Documentation at https://stevenpawley.github.io/r.learn.ml2/

Contents

Description

r.learn.ml2 represents a front-end to the scikit learn python package. The module enables scikit-learn classification and regression models to be applied to GRASS GIS rasters that are stored as part of an imagery group.

The training component of the machine learning workflow is performed using the r.learn.train module. This module uses training data consisting of labelled pixels in a GRASS GIS raster map, or a GRASS GIS vector containing points, and develops a machine learning model on the rasters within a GRASS imagery group.

The r.learn.predict module needs to be called, which will retrieve the saved and pre-fitted model and apply it to a GRASS GIS imagery group.

Installation

Stable version available within GRASS GIS

To get the stable of this module, first install GRASS GIS (http://grass.osgeo.org/) and then install r.learn.ml2 module from GRASS Addons using either the GUI (Settings -> Addons extensions -> Install extension from addons) or the following command:

g.extension r.learn.ml2

The GRASS GIS module requires two additional python packages, scikit-learn (http://scikit-learn.org/stable) and pandas (https://pandas.pydata.org), which need to be installed within the GRASS GIS Python environment. For Linux users, these packages should be available through the linux package manager. For MS-Windows users the easiest way of installing the packages is by using the precompiled binaries from Christoph Gohlke and by using the OSGeo4W installation method of GRASS, where the python3-pip can also be installed. Then, you can download the NumPy+MKL and the scikit-learn .whl' files.

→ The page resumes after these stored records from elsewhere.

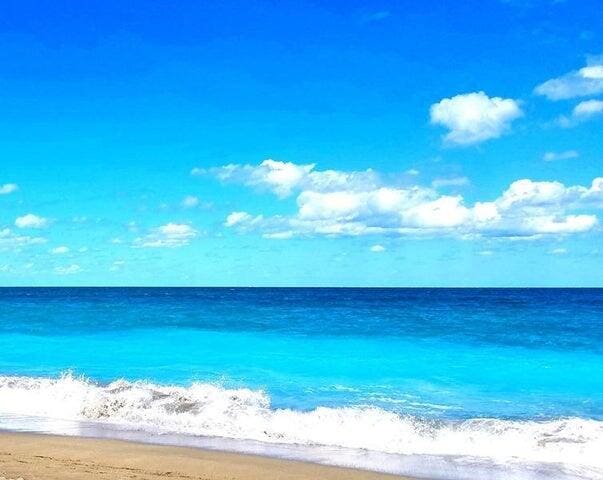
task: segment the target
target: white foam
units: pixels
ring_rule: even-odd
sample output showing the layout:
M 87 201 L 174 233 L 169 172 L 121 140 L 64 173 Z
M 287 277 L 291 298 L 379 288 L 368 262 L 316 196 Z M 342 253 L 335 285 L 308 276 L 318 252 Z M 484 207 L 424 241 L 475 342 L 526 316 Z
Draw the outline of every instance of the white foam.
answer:
M 540 464 L 559 467 L 567 478 L 603 478 L 603 422 L 582 418 L 442 422 L 370 406 L 274 409 L 269 396 L 257 390 L 124 380 L 99 385 L 69 374 L 56 379 L 0 376 L 0 416 L 95 422 L 150 434 L 450 457 L 457 463 L 484 459 Z

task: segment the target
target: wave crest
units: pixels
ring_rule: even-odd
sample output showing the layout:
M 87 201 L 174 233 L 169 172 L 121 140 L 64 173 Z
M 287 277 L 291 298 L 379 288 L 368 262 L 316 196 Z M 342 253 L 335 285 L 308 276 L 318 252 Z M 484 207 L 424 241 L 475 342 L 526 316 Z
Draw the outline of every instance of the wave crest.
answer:
M 0 415 L 93 421 L 153 434 L 603 467 L 603 422 L 596 420 L 435 421 L 370 406 L 275 409 L 263 391 L 209 383 L 100 385 L 71 374 L 0 376 Z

Development version (this repository)

This repository is the primary location for development of the modules behind the r.learn.ml2 addon. This repository contains the newest and experimental features, and also provides documentation for using the modules within the add-on for scripting.

The development version can also be installed using g.extension on Linux and Mac OS.

g.extension extension=r.learn.ml2 url=https://github.com/stevenpawley/r.learn.ml2

Example using GRASS GIS command line

Here we are going to use the GRASS GIS sample North Carolina data set as a basis to perform a landsat classification. We are going to classify a Landsat 7 scene from 2000, using training information from an older (1996) land cover dataset.

Note that this example must be run in the "landsat" mapset of the North Carolina sample data set location.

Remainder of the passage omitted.